[WEEKLY BITES] Beyond Fusion and Assimilation: Celebrating AAPI Heritage Month

This month, we’re celebrating and honoring AAPI (Asian-American and Pacific Islander) Heritage Month. 

AAPI Heritage Month is all about celebrating the identities, contributions, and influences of Asian Americans and Pacific Islanders in America. That influence is deeply felt in the culinary industry, where Asian, Americanized Asian, and Asian-American foods have in many ways shaped the American culinary landscape. 

This edition of weekly bites highlights Asian American stories, and some of the ways Asian Americans are using food to explore identities, build community, and reshape the way America views “Asian food.” 

What is Asian American Food? 

In this beautiful piece, Shaan Merchant considers what Asian American food is. The piece opens by challenging the very term “Asian American,” pointing out that it is not without its complications.There’s a feeling that it is a term born out of assimilation into a western culture that collapses important cultural distinctions. 

Merchant writes, “Asian American food is not the Westernization of Asian flavor, like the sweet tikka masalas and sticky General Tsos adapted for a presumed meeker American palate. Nor is it the ‘fusions’ popular in the 2010s, often helmed by white chefs adapting European techniques to the ‘exotic’ Asian flavors that enchanted them on vacation.” 

Instead, Asian American food can be found in the creativity of second and third generation Asian Americans who are seeking to experience the comforting tastes of their homes in new ways. 

Asian American food is born out of the nostalgia for home-cooking paired with modern techniques, and the desire to innovate tradition while still being ever aware of the responsibility of cultural representation.  

This 115-year old mochi shop closed last month

Benkyodo, the 115 year old mochi shop in San Francisco, closed at the end of March.
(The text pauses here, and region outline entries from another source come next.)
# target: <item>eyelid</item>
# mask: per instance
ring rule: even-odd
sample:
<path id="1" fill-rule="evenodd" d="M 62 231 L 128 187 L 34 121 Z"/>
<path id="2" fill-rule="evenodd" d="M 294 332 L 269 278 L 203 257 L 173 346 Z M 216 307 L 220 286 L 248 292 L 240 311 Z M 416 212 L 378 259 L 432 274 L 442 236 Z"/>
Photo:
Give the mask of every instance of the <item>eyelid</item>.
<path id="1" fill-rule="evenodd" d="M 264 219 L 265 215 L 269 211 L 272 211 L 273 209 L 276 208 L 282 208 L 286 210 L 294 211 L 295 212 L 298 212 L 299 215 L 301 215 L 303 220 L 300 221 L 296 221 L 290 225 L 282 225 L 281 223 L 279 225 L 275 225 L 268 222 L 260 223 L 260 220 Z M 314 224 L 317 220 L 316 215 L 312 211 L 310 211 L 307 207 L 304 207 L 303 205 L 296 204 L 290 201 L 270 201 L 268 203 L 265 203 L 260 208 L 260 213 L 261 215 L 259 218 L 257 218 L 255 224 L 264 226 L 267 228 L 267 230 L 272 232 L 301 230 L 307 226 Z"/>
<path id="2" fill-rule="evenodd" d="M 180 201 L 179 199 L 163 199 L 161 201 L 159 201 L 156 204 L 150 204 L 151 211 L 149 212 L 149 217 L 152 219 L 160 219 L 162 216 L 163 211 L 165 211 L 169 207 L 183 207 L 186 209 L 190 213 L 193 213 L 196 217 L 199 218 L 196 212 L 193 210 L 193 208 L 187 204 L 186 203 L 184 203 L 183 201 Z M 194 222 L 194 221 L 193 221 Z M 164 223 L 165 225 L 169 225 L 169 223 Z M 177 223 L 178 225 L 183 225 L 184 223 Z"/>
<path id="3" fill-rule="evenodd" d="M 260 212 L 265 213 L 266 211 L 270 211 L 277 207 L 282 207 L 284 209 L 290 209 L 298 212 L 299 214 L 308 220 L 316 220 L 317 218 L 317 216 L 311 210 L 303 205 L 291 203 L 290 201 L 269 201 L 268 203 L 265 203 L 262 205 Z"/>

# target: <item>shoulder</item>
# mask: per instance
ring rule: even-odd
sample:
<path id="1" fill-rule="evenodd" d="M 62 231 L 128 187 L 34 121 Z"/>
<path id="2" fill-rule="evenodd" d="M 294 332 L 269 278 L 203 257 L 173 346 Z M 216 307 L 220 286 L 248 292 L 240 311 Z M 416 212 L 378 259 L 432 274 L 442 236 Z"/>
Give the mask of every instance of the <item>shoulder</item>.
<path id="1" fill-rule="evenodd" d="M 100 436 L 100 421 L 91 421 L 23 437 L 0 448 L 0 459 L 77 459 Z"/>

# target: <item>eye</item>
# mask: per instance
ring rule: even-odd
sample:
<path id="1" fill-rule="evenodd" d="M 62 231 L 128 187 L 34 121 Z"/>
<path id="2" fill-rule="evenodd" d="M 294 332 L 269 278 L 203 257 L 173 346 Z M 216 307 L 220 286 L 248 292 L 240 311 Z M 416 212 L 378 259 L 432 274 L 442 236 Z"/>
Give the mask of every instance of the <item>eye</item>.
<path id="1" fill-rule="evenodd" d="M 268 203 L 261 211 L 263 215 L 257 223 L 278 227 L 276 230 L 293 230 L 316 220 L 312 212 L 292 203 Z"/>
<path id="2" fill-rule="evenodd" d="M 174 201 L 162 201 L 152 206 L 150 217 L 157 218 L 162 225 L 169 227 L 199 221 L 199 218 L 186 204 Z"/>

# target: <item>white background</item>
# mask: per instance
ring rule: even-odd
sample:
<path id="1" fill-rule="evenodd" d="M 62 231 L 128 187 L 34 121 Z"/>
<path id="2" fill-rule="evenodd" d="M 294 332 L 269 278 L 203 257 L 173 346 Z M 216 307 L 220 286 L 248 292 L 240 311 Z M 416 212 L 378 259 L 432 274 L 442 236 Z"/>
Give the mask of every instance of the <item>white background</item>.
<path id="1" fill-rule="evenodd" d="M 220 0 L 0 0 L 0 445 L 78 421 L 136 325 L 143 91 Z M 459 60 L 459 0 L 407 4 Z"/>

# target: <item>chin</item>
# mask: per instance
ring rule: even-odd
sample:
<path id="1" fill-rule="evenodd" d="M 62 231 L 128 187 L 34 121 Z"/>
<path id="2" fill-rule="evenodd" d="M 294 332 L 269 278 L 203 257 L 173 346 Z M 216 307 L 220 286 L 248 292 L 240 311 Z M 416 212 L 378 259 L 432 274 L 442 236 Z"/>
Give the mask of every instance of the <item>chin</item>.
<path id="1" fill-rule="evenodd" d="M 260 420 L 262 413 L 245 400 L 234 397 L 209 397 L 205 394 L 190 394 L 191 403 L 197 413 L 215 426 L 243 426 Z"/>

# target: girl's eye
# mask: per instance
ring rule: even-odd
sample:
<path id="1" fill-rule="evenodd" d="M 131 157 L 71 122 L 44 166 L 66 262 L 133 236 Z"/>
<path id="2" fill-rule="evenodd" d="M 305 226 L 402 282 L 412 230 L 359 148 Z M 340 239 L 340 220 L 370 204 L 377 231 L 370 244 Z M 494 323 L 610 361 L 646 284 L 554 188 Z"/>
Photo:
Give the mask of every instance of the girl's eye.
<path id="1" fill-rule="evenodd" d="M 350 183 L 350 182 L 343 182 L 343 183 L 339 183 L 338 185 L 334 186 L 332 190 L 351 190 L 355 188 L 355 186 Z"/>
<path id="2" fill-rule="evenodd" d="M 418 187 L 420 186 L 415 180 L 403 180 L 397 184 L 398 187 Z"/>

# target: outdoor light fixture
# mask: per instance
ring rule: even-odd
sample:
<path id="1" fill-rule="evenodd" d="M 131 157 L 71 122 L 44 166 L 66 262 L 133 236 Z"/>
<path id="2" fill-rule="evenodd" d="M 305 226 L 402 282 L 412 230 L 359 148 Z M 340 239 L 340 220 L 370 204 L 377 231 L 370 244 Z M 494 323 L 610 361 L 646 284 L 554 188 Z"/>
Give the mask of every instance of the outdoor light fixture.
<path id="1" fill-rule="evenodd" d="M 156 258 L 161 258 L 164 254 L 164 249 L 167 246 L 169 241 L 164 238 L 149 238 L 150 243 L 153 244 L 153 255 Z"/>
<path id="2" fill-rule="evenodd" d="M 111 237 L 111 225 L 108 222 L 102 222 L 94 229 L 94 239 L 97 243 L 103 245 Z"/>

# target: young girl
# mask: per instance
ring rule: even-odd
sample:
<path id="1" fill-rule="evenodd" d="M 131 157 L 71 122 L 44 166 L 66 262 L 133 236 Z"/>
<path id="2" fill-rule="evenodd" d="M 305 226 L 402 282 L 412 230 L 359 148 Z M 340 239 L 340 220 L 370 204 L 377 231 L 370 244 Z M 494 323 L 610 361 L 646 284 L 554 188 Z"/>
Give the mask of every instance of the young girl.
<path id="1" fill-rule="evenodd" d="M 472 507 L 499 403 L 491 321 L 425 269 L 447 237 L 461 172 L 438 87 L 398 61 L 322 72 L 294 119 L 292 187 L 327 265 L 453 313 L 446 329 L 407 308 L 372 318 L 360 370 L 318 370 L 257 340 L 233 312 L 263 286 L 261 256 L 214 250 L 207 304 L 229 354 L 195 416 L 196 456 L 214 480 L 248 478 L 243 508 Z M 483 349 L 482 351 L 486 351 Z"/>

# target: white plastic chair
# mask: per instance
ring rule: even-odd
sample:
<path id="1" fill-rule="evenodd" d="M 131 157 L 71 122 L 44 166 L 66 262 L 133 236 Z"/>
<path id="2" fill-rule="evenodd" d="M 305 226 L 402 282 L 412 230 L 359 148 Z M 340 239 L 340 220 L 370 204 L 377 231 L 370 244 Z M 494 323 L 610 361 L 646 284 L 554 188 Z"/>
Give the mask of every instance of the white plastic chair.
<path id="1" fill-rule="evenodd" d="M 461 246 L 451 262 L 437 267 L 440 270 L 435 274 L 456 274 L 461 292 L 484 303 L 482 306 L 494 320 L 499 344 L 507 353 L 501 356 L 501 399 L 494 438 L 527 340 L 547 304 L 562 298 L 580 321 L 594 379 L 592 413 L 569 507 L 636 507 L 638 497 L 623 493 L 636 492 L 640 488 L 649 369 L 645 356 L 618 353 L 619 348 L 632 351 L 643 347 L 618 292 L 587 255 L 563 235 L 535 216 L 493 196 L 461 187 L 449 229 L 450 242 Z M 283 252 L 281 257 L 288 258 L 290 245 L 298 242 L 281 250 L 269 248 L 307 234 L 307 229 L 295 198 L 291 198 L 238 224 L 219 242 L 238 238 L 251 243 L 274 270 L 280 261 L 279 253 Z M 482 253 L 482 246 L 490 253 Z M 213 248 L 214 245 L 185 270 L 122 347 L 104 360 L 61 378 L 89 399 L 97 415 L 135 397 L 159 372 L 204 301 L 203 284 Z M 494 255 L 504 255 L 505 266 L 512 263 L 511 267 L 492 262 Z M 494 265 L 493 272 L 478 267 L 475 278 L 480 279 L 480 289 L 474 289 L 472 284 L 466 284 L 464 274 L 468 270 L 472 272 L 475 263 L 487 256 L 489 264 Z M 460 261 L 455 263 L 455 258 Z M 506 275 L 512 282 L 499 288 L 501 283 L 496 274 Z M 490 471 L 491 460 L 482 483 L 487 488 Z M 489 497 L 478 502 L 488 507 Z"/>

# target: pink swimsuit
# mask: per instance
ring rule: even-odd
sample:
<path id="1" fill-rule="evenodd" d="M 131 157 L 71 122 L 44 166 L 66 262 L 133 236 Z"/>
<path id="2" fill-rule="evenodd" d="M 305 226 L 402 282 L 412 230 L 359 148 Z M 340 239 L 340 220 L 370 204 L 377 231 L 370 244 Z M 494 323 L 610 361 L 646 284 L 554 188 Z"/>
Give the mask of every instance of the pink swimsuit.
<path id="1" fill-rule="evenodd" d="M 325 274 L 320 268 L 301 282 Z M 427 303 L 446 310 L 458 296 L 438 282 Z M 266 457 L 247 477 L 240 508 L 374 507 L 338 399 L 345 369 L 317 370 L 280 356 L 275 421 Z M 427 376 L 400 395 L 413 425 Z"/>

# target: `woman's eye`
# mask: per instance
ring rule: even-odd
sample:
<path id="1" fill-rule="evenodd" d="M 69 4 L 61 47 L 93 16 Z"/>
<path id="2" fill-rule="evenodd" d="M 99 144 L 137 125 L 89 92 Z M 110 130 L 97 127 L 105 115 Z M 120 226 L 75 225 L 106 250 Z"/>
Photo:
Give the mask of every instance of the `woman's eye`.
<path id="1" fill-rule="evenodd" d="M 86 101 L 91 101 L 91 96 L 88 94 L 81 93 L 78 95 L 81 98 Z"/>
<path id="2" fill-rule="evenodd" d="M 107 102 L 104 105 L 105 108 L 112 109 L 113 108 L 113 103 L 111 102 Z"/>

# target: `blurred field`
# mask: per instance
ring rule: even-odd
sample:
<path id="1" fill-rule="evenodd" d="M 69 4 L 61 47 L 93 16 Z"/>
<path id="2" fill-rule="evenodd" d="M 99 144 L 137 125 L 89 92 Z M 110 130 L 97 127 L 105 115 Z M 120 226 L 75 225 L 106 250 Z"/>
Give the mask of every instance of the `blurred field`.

This multi-generational legacy has been a cornerstone of Japanese American life in San Francisco. The shop sold mochi, a soft rice cake, and manju, wheat-flour pastries filled with sweet bean paste. 

Suyeichi Okamura opened the store in 1906, and it’s been in the Okamura family ever since. The family was incarcerated in American concentration camps during the Second World War, but business resumed after that. 

In the constantly shifting and now completely gentrified landscape of San Francisco, Benkyodo remained in San Francisco’s Japantown, or Nihonmachi. Nihonmachi San Francisco is the United State’s oldest Japantown, but it struggles to survive among soaring rents and encroaching business developments.  

What’s in your fortune cookie? 

There’s nothing that’s more reminiscent of American Chinese food than a few fortune cookies thrown into a plastic bag to be eaten at the end of the meal. 

But did you know that fortune cookies don’t actually come from China? In fact, they arrived in America through the Japanese confectionery tsujiura senbei. Because Americans weren’t confident in eating raw fish, Japanese immigrants opened up Chinese food restaurants, and tsujiura senbei became the fortune cookie. 

Fortune cookies are undergoing another transformation, thanks to a few Chinese Americans who are thinking about what it means to preserve the tradition of fortune cookies while creating something new. 

Alicia Wong, co-owner of the Oakland Fortune Factory, is using the medium of fortune cookies to challenge people’s stereotypes about Chinese American food, and people. She decorates her fortune cookies and creates innovative flavors to challenge the idea that fortune cookies (and American Chinese food more generally) is always cheap and mass-produced. 

Arguably the most important part of a fortune cookie is the message within, and there too Wong innovates. In 2020, with the country responding to the murder of George Floyd, Wong put messages of solidarity and civil rights statements in her fortune cookies. These powerful statements also challenge the exoticization and orientalist view of “Asian mysticism” that traditional fortune cookies are often associated with. 

How will you honor AAPI Heritage Month?